Scheduled Maintenance and System Unavailability Policy¶
To ensure the reliability and performance of the Alps production vClusters, CSCS continues to implement rolling updates aimed at reducing downtime during routine maintenance. However, regular interventions are still necessary at this stage.
Advance notice¶
We strive to announce scheduled system unavailability at least one week in advance. In some cases, earlier notice may be possible, although this depends on external factors and internal approval processes.
Shared infrastructure¶
Alps is a shared research infrastructure supporting a diverse range of research communities, partners, and projects. Occasionally, the system may be temporarily dedicated to specific scientific projects to enable large-scale capability runs.

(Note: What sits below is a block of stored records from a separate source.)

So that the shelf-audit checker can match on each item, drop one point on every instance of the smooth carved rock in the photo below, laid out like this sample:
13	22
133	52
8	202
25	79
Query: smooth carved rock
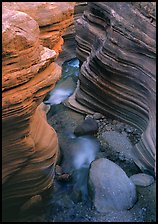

Maintenance and availability cadence¶
To help users plan their activities within each allocation quarter, we provide a tentative schedule of system unavailability. Please note that this schedule is subject to change based on operational requirements:
Routine maintenance¶
- Cadence: Occurs weekly, depending on need
- Typical duration: Half a day; occasionally up to one full day
Extraordinary maintenance¶
- Cadence: At least once per quarter
- Typical duration: Two days; may be extended if necessary
Dedicated large-scale capability runs of scientific projects¶
- Cadence: At most once per quarter
- Typical duration: One week
Communication and feedback¶
CSCS values the constructive feedback provided by users. We will use this input to enhance our communication practices and to develop mitigation strategies for scheduled events that may significantly impact system usability.